The View was vista of trees, a multitude of greens, just below our eye level, trailing away into the distant sea, a blue glimmer at the horizon. The formidable neem-next-door, home to a wide variety of birds (we can even boast of migratory birds in the winter) now rather hid the sea - it had grown in our ten years here. Still, it well lived up to the capital V ascribed to it.

Curtains of rain lashed at my face, hot, stinging, as I hung over the railing. The foliage gleamed darkly green, with the iron grey sea behind. A still, silent hush filled the air; not a leaf stirred. The dark grey clouds were cracking, pale grey light filtered through. That's the pity of summer showers; they never lasted long, and I always felt irrationally unhappy when they ended. As last winter showed, it took a great deal of rain for me to tire of it.

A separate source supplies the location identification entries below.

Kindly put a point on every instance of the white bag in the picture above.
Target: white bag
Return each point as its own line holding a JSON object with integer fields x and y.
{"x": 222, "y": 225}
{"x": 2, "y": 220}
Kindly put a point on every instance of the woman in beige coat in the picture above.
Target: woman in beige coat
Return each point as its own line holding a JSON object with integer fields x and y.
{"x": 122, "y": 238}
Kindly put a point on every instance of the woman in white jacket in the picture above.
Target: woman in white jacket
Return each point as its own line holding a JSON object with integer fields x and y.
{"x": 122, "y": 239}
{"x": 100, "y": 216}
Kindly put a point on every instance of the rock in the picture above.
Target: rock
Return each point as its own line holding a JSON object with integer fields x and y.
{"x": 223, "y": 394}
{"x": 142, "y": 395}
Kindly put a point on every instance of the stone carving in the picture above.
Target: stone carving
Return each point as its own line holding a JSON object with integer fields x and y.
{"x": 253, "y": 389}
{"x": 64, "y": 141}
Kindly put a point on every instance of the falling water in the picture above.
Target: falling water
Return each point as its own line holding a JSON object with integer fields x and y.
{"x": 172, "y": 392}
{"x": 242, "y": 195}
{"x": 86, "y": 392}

The faint yellow hue of shop lights from the Main Street looked queerly homely and comforting through the grey rain. Darkness always did make small spaces look warm and homely.

A sedentary existence, mine was now; I just lived. Not for anything, but just in harmony with this time, this place. I was one with the rain, the lights, the fresh, cool air. Happiness which knew no rhyme or reason, which would melt away like the clouds, in an hour.

This was what living in the moment was; I had forgotten.